Nobody can guarantee something they do not control. Only Google controls Google rankings, and even Google does not control them in any predictable way. Results are personalised, they depend on the exact wording of the query, and they get retested constantly.
Google itself has been clear on this for years. From Google’s own guidance for hiring an SEO:
“No SEO can guarantee a #1 ranking on Google.”
A common workaround is the rigged guarantee. The agency contracts you to “rank for X keywords”, but quietly chooses long, low-volume keywords that nobody actually searches for. You hit the targets. You stay locked into the contract. The rankings do not bring traffic. Watch for that language.
2. “We will get you thousands of backlinks. That is all you need.”
Backlinks still matter. They remain one of the strongest signals for both classic SEO and how AI systems judge authority. A thousand bad links are not worth one good one, though.
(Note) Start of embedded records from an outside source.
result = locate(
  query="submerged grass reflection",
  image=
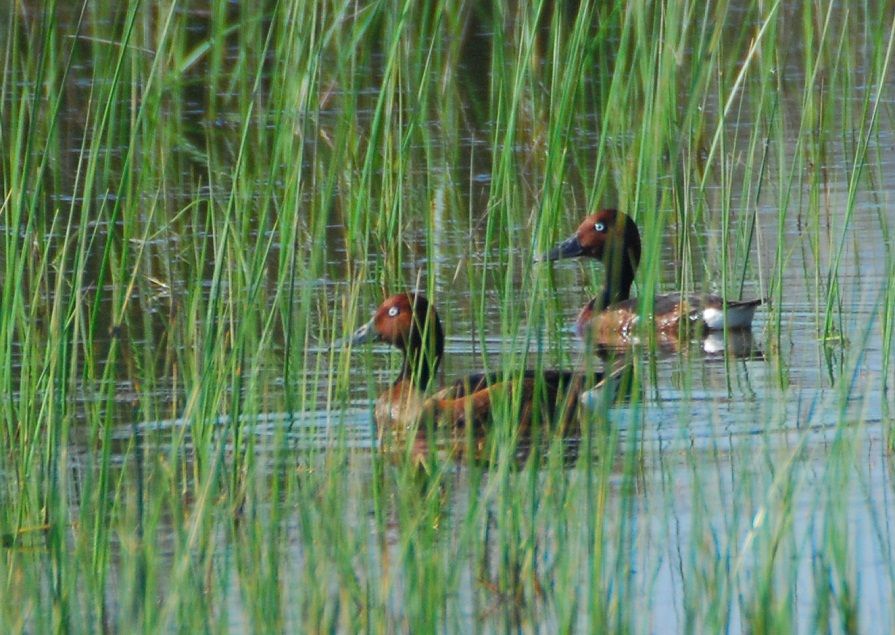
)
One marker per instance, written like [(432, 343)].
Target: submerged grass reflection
[(199, 203)]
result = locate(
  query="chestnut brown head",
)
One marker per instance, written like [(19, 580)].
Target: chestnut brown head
[(408, 322), (600, 236)]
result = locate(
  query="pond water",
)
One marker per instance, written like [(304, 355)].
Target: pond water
[(707, 421)]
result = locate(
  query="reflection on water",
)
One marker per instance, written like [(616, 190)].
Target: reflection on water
[(712, 409)]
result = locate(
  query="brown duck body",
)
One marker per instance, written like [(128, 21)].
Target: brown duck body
[(672, 313), (613, 238), (411, 324)]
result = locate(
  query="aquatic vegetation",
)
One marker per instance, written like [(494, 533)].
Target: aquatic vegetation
[(198, 202)]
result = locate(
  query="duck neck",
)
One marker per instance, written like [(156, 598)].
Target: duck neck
[(619, 278), (422, 355)]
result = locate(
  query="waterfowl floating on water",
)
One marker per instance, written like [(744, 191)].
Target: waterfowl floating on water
[(613, 238), (410, 323)]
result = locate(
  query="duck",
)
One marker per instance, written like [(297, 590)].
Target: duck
[(613, 238), (410, 323)]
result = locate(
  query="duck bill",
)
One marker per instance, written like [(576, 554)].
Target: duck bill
[(366, 333), (569, 248)]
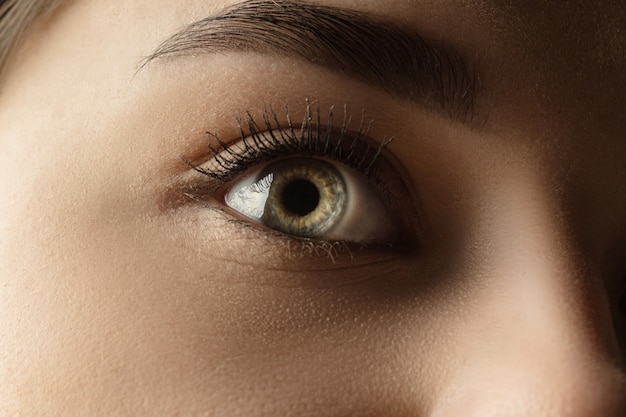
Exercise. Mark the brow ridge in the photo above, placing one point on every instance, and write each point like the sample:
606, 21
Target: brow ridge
399, 61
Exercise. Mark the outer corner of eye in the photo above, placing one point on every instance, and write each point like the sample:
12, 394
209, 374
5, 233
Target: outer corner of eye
313, 198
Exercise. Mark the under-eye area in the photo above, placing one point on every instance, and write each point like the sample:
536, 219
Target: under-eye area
314, 180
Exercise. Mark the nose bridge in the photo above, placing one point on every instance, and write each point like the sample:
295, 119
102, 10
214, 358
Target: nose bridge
540, 269
541, 342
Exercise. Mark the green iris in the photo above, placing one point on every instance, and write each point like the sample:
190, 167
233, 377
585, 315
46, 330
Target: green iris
307, 197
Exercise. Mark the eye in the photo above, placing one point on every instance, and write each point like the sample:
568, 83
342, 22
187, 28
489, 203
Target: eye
313, 198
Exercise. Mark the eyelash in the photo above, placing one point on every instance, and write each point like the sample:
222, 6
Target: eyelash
272, 140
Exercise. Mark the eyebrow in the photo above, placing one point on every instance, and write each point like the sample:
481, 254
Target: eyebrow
351, 43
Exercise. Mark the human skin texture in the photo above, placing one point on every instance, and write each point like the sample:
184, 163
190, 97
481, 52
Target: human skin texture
125, 292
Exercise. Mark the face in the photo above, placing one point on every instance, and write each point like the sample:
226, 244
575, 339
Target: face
213, 231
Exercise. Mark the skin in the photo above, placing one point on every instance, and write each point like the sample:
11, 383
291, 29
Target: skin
119, 296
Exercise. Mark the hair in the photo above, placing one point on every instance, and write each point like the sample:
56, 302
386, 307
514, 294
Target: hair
15, 17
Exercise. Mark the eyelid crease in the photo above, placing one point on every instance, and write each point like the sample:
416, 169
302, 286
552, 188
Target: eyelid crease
272, 140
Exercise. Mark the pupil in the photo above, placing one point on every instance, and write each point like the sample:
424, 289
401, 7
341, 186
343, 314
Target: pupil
300, 197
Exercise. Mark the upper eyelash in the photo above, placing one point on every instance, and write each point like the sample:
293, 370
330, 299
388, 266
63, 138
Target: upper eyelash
272, 140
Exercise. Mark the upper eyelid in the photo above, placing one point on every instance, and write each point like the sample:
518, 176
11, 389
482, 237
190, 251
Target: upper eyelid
274, 138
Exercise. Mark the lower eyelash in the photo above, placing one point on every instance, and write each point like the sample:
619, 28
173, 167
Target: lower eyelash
271, 140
Mass-bought links almost always come from networks of low-quality sites that exist only to sell links, from comment spam and forum signatures, from cheap directory listings on sites Google has already discounted, or from foreign-language sites with no relevance to your business. Google’s link spam policy targets all of this, and the algorithm is good at spotting it.
Real link building is slow, and it looks more like PR than a software subscription. There are no shortcuts.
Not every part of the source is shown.